Saturday, June 16, 2007

Coffee on the patio

As you know, the weather in Austin does not lend itself to patio-sitting much of the year. Early-morning is of course more comfortable, but when summer really comes to town it is just too hot and humid to enjoy being outside – even in the mornings. So now is the time to enjoy the patio. Now is the time to sit in my new $10 plastic chair, put my coffee cup on a left-over kindergarten table and survey my kingdom. Life is good.

Unlike some of you, we’re not surrounded by flowerbeds and foliage. There is a large pot with a few tomato plants (actually bearing tomatoes, I’m pleased to report), two pots of cucumber plants that have bloomed like crazy but have yet to set a cucumber, and two pots of mystery flowers that have pretty blooms, but we haven’t a clue what they are. They were on sale at Home Depot and there probably was a sign somewhere that gave the name, but we kind of missed that. So they are anonymously pretty.

We have the bird feeder of course, but they don’t come feed when you are sitting out. They just sit in the tree and gripe until you go back inside. The back yard stays adequately mowed, thanks to Todd and his crew. They can mow the front and back, trim the edges and blow off the sidewalk in less time than it took me to get the mower gassed up. The Bramblett pecan tree is a nice size now, but we’ve never gotten any pecans from it. That’s about it, view wise.

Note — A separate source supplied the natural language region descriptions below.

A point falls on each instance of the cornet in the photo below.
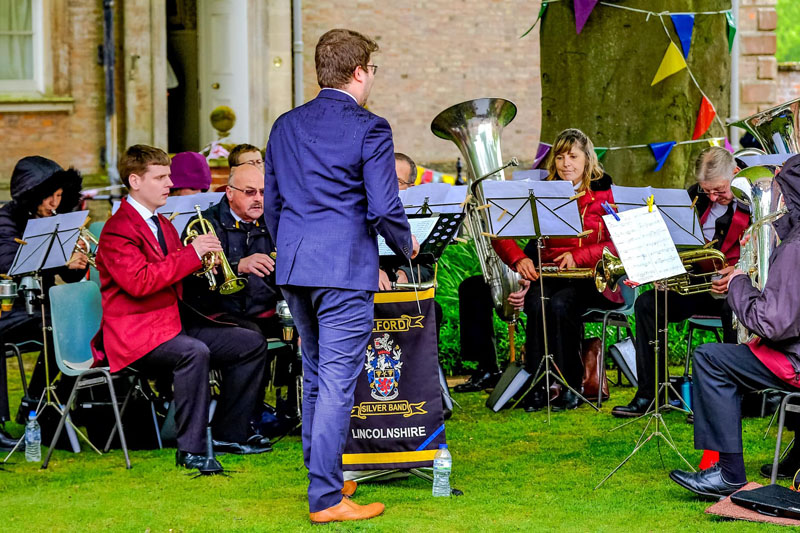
(232, 282)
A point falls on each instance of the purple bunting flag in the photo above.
(661, 152)
(684, 26)
(583, 8)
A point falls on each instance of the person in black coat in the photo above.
(39, 188)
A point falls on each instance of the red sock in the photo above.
(710, 458)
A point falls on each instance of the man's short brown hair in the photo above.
(338, 54)
(239, 149)
(137, 158)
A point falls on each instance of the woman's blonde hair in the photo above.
(563, 144)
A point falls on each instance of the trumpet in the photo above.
(84, 245)
(695, 281)
(231, 283)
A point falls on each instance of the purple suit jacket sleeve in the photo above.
(384, 209)
(771, 313)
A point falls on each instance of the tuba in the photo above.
(756, 187)
(475, 127)
(231, 283)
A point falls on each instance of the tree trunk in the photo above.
(599, 82)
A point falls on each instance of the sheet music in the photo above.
(676, 208)
(511, 215)
(644, 245)
(420, 227)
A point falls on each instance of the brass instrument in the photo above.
(475, 127)
(610, 269)
(231, 283)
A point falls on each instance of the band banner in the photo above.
(396, 421)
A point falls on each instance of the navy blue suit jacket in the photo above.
(330, 188)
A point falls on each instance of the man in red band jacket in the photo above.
(147, 327)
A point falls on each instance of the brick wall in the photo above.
(758, 69)
(435, 54)
(788, 82)
(70, 138)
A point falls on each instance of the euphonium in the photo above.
(775, 128)
(475, 127)
(757, 188)
(696, 279)
(232, 283)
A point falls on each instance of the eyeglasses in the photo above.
(254, 162)
(249, 192)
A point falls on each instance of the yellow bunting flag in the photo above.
(673, 62)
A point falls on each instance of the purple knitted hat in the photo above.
(190, 171)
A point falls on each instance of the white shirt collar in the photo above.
(146, 214)
(341, 91)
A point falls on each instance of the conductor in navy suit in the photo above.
(330, 190)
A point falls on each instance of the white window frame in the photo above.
(37, 84)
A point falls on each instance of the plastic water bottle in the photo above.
(442, 464)
(33, 439)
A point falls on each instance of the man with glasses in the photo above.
(331, 189)
(723, 220)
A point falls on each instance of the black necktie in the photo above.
(161, 240)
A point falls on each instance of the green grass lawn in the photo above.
(518, 473)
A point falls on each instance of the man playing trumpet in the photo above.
(147, 326)
(723, 220)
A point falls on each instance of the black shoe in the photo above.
(786, 468)
(706, 483)
(7, 442)
(194, 461)
(534, 401)
(637, 407)
(250, 447)
(567, 401)
(478, 382)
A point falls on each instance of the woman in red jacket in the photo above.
(572, 158)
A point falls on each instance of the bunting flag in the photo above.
(541, 14)
(426, 175)
(541, 154)
(661, 152)
(731, 29)
(684, 26)
(673, 62)
(704, 118)
(583, 8)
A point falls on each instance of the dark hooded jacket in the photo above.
(35, 178)
(774, 312)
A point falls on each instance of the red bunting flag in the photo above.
(704, 118)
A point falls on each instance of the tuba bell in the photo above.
(475, 127)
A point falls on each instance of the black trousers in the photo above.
(566, 302)
(722, 374)
(240, 355)
(475, 313)
(679, 308)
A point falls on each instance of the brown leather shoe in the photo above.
(346, 510)
(349, 488)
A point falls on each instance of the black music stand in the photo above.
(659, 263)
(684, 228)
(47, 243)
(536, 210)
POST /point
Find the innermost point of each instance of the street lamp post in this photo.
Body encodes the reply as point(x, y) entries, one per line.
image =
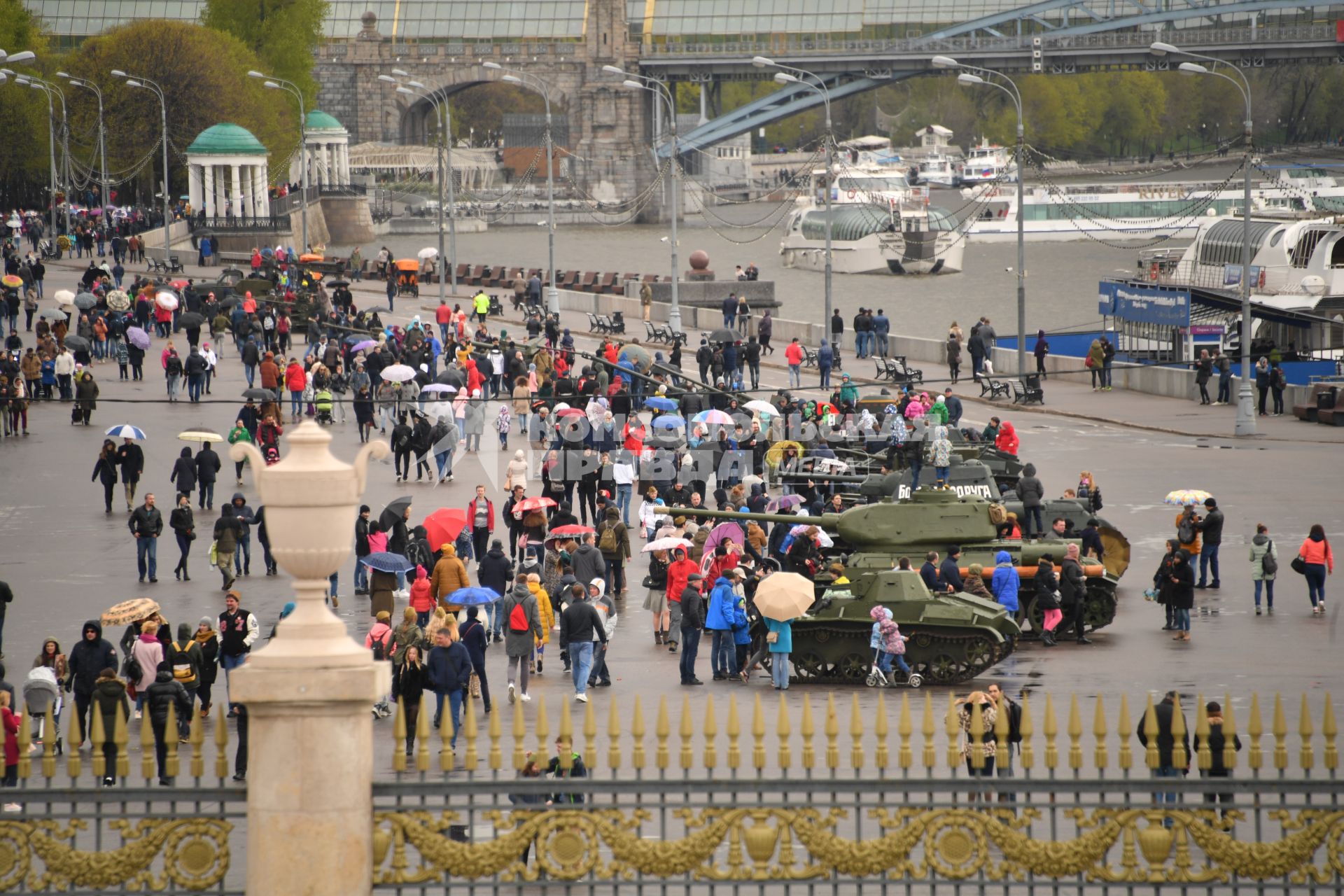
point(792, 76)
point(660, 92)
point(969, 80)
point(1245, 403)
point(132, 81)
point(553, 296)
point(272, 83)
point(102, 132)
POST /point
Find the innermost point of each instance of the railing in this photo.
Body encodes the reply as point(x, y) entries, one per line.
point(839, 793)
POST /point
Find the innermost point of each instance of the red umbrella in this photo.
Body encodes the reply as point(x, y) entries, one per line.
point(444, 526)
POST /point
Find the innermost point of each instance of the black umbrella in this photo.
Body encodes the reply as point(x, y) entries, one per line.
point(394, 511)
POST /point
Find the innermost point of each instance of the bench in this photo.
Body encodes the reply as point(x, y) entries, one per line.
point(1027, 390)
point(993, 388)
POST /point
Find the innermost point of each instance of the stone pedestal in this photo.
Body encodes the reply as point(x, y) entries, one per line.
point(308, 691)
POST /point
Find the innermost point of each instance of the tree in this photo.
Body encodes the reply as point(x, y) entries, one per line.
point(284, 34)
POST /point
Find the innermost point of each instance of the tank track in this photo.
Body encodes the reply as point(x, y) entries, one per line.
point(942, 656)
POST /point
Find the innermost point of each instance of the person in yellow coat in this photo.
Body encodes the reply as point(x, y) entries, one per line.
point(543, 606)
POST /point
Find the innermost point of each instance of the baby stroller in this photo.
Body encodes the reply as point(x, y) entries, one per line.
point(879, 679)
point(42, 695)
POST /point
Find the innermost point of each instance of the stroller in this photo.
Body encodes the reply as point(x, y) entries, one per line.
point(42, 695)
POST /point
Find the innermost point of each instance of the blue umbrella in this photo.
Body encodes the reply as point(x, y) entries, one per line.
point(470, 597)
point(386, 562)
point(660, 403)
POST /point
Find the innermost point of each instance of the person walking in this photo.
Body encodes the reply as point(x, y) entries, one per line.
point(1319, 562)
point(146, 526)
point(183, 524)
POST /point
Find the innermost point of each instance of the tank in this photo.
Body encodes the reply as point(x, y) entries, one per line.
point(875, 536)
point(953, 637)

It’s the borders of the kingdom that give me pause. It’s a jungle out there. Who knew that the 4 little hedge plants I put between us and the Nichol’s property would grow as tall as the house, and that wild grape vines and something that looks suspiciously like poison ivy would take root in those hedges and twine themselves into an impenetrable barrier? Or that over on the other edge of the property the rootstock of a hybrid mail-order pear tree would outlive the tree and now be a thick squatty bush that yields what may be crab apples and takes up too much room.

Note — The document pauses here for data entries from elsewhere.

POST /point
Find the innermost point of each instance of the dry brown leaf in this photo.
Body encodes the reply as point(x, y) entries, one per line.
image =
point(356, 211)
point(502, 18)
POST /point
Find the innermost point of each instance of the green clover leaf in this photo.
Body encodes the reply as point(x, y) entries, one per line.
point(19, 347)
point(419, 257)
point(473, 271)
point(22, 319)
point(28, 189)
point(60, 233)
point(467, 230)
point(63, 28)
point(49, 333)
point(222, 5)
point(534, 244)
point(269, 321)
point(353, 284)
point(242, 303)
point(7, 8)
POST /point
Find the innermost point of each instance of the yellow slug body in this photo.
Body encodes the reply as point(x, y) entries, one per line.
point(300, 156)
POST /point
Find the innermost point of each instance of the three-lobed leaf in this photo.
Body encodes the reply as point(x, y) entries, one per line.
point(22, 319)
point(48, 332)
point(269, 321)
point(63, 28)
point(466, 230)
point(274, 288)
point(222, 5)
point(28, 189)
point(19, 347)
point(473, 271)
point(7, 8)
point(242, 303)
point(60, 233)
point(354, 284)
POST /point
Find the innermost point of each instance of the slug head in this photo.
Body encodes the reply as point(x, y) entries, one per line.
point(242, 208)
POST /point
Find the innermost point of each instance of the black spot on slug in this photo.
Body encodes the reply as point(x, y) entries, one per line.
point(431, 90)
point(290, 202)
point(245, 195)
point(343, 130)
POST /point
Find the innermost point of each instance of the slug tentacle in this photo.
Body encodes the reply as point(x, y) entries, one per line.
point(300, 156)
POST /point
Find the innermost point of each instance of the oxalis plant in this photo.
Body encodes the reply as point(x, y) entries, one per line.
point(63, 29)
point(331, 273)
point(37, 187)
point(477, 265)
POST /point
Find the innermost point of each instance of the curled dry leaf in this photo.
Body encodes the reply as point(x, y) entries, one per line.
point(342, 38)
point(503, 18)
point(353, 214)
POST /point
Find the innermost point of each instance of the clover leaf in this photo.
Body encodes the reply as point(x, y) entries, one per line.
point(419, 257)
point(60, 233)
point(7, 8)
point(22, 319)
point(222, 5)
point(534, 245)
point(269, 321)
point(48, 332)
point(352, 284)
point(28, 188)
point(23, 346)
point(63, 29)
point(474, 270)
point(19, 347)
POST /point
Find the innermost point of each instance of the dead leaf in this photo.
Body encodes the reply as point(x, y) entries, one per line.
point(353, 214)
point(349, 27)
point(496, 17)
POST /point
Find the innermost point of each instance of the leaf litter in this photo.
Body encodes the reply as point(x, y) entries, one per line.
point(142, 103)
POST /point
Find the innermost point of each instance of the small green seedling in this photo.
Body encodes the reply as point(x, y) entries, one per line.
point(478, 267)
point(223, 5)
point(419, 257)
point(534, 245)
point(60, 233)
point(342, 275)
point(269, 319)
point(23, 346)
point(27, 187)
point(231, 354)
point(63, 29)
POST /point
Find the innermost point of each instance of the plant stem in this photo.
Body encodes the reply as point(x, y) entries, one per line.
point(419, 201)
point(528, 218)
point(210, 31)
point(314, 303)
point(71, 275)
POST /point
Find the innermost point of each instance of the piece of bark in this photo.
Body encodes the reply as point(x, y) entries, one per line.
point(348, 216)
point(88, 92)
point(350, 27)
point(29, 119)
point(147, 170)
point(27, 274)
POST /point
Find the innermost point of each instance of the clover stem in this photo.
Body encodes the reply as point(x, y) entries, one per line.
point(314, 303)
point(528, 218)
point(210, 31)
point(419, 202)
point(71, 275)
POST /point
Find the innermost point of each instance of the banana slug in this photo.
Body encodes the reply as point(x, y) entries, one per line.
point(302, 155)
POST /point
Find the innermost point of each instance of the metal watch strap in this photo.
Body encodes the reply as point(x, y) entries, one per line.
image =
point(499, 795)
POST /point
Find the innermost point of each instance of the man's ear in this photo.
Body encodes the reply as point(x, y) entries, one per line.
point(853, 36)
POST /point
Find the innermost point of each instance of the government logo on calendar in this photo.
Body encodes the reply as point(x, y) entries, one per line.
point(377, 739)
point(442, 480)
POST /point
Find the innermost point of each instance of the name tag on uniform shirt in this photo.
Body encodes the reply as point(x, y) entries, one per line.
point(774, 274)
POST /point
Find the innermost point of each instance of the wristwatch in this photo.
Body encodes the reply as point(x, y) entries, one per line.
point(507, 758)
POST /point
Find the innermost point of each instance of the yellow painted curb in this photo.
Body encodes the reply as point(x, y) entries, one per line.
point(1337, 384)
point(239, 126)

Or that down at the back fence a bazillion hackberry saplings would grow into a solid wall, blocking completely the view to the neighbor’s yard – not that’s necessarily a bad thing – It’s just that there are so many of them! The Chinese Tallow along the lower left fence is now threatening both electric line and cable – neither of which I am willing to do without. And then there’s the sink hole just beyond the patio where once there was a big hackberry. Ben Baisdon’s crew cut the tree down before it fell on the house and where there was once a stump now there’s a pit. I have visions of it opening up some day and swallowing everything and our house becomes film at eleven. And has anyone seen the coral snake lately? No? Good.

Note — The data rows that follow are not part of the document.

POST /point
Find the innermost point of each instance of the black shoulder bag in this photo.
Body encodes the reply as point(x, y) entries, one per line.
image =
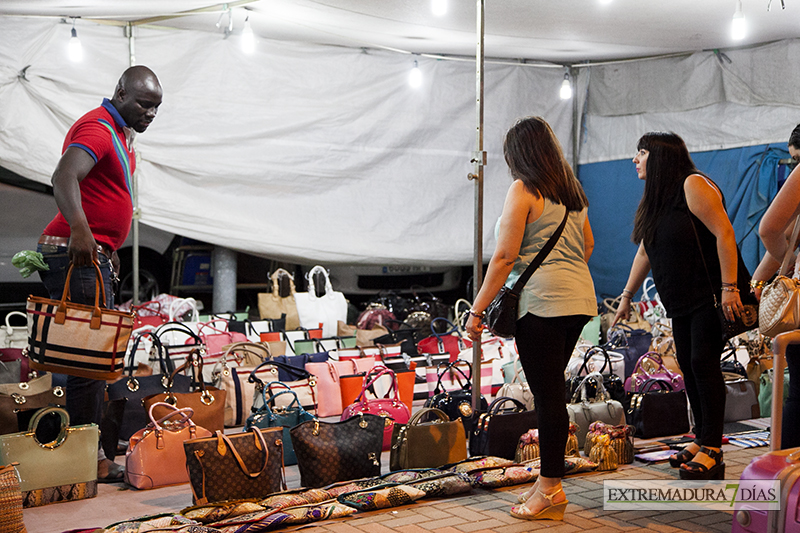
point(501, 315)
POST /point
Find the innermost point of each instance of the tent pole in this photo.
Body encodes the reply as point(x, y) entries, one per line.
point(134, 187)
point(479, 160)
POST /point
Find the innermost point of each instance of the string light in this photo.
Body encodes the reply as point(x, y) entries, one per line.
point(415, 76)
point(566, 88)
point(74, 48)
point(248, 38)
point(738, 25)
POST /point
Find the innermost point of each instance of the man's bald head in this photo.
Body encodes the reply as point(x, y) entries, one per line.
point(137, 97)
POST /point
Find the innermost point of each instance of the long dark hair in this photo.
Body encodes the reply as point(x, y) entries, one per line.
point(534, 156)
point(667, 167)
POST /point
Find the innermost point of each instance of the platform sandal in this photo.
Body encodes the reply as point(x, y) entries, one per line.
point(698, 471)
point(554, 511)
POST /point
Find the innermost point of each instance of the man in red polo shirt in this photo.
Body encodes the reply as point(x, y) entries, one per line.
point(92, 188)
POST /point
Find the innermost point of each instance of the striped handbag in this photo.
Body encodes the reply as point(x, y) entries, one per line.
point(77, 339)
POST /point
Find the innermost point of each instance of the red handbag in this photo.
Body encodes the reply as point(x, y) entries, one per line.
point(390, 407)
point(450, 342)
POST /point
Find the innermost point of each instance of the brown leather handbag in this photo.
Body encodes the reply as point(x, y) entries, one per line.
point(339, 451)
point(235, 467)
point(207, 402)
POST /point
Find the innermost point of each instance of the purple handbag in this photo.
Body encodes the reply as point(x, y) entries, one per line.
point(654, 370)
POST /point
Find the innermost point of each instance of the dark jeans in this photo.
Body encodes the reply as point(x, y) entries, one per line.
point(698, 346)
point(545, 344)
point(84, 396)
point(791, 407)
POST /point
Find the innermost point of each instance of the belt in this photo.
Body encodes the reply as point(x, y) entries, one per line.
point(64, 241)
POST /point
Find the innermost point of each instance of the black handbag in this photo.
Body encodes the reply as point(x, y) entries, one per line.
point(328, 452)
point(658, 413)
point(135, 389)
point(613, 384)
point(456, 403)
point(497, 431)
point(501, 315)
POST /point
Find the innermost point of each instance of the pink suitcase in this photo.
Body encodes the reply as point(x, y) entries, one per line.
point(783, 465)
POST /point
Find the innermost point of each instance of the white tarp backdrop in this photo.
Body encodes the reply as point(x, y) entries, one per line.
point(298, 152)
point(325, 154)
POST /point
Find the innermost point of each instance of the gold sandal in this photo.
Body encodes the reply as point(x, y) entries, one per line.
point(554, 511)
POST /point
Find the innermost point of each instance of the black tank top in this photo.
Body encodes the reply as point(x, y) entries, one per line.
point(676, 263)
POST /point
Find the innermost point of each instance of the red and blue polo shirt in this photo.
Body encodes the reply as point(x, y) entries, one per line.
point(106, 189)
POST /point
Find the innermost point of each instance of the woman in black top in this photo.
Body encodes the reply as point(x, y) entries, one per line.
point(680, 207)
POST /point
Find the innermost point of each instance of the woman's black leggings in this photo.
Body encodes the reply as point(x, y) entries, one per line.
point(545, 345)
point(698, 347)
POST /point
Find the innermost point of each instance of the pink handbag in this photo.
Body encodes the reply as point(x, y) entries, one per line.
point(328, 385)
point(390, 407)
point(651, 366)
point(155, 454)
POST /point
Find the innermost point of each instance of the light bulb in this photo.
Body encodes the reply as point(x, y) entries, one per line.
point(74, 48)
point(738, 25)
point(566, 89)
point(248, 38)
point(415, 76)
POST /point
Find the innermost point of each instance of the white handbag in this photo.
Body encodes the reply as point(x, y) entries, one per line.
point(14, 336)
point(326, 310)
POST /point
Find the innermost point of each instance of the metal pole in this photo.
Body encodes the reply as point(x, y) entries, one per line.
point(479, 160)
point(134, 187)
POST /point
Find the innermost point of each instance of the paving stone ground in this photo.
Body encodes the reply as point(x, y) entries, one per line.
point(487, 511)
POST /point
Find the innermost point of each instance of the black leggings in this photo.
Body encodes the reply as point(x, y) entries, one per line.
point(791, 407)
point(545, 344)
point(698, 347)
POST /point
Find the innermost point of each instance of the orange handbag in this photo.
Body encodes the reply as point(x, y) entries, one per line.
point(155, 454)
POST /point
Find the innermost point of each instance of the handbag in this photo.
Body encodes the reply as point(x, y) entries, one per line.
point(456, 403)
point(136, 388)
point(741, 401)
point(327, 309)
point(328, 452)
point(498, 430)
point(765, 391)
point(584, 410)
point(419, 444)
point(611, 382)
point(748, 317)
point(77, 339)
point(501, 315)
point(237, 466)
point(651, 366)
point(389, 407)
point(286, 417)
point(14, 336)
point(280, 303)
point(51, 453)
point(658, 413)
point(33, 394)
point(328, 376)
point(155, 455)
point(206, 402)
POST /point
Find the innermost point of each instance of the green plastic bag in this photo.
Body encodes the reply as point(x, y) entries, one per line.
point(28, 262)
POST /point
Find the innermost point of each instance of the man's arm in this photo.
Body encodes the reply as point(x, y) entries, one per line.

I really need to do something about the wilderness at the edge of my verge. But first, I think I’ll have another cup of coffee.

2 comments:

Julie said...

Yes, patio life is good.

I'm confused about the Bramblett pecan, though. Is this is a gift from the Bramblett side of the family, or is perhaps Bramblett the name of that type of tree? IMWTK.

Bob said...

Actually I don't know where the Bramblett pecan tree is; the tree growing in the back yard grew from a sapling that came from a tree in Breckenridge that my mother said had come from the Bramblet pecan.